Stabilization is the Key
To help a patient achieve proper lumbar isolation during exercise, the MedX lumbar extension machine, for instance, keeps the pelvis and legs fixed in place through a system of padded restraints. Therapists may adjust the machine to fit each patient, preventing disc herniation or further injury. Dr. Ginkel explains the motion of the exercise actually reduces disc bulging and helps direct blood flow to the injured area, loosening ligaments, muscles and connective tissue.
Jennifer Missling, M.S.P.T., Director of Rehabilitation at PDR, says limiting patients’ range of motion also helps allay fears of movement that may have been reinforced by constant pain.
“The MedX machine is a great tool because only therapists can get someone who is guarded in their range of motion in the machine, which only allows them to move in an isolated way,” Missling says. “Patients feel safe, work one on one with their therapists, and objectively see their range of motion improve every week, which gives them confidence and spinal strength to be more successful when we move them into more functional movements and activities.”
Reducing Downstream Costs
Thomas Kraemer, M.D., Medical Director of PDR, explains that back pain is complex because as the pain essentially shuts painful muscles down, other muscles activate to carry the burden. Therapists at PDR use the MedX machines to reactivate the muscles that have been dormant and inhibit those muscles that were never supposed to activate to begin with. Doing so renormalizes movement, prevents further exacerbation and, by encouraging blood flow to the weakened musculature, encourages the reduction of myofacial adheasions and restoration of muscle mass.
Ultimately, PDR teaches its patients the techniques and exercises that enable them to take control of their therapy.

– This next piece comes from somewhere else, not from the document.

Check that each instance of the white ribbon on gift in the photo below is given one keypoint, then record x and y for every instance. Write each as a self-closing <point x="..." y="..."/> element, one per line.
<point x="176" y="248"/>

“From their first consultations with physicians on day one of the program through the rest of therapy, we teach patients how to be their own therapists,” Dr. Kraemer says. “We want them to be independent, self-sufficient and maintain their health on their own. We’re trying to build independence so they don’t have to keep utilizing health care.”

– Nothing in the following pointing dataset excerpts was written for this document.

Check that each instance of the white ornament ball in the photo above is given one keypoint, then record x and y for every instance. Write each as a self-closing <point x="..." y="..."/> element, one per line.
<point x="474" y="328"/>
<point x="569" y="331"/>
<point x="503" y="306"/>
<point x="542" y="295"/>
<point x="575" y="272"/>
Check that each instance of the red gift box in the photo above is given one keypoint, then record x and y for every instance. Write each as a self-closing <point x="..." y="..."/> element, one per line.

Patient education does not stop at the proper training regimen, Missling says. Patients also learn self-management techniques for addressing painful muscle flare-ups and receive training in proper functional movement that prevents patients from suffering additional strain caused by improper lifting, standing or sitting.
Things Have Changed
Over the years, approaches to treating back pain have changed, Dr. Kraemer remarks. Whereas the old approach was marked by timidity, he says the new method is predicated upon aggressive treatment, depending on patient comfort. At PDR, the MedX machines play a significant role in providing effective and aggressive treatment, enabling therapists to more quickly move patients with chronic or recurrent back pain to standard exercises.
“If patients are weak in isolated areas, such as the back, then it will be difficult to be successful with normal exercises,” Missling says. “By using MedX equipment to bring them up to a normal level of strength and range of motion, those exercises become much more effective.”

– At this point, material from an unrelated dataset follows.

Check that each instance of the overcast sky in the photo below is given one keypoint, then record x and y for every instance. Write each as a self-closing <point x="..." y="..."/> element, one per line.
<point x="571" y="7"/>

Pre- and Postsurgical Utility
Dr. Kraemer notes that some patients respond well to standard exercise, and for these patients, therapists at PDR provide comprehensive therapeutic services to facilitate their recovery. For those who have not responded well to standard exercise or are recovering from surgery, a therapy that includes exercises using the MedX machine may present the best therapeutic option.
Dr. Ginkel emphasizes that patients considering surgical intervention for back pain may experience relief through therapy using the MedX machine, thus eliminating the need for surgery.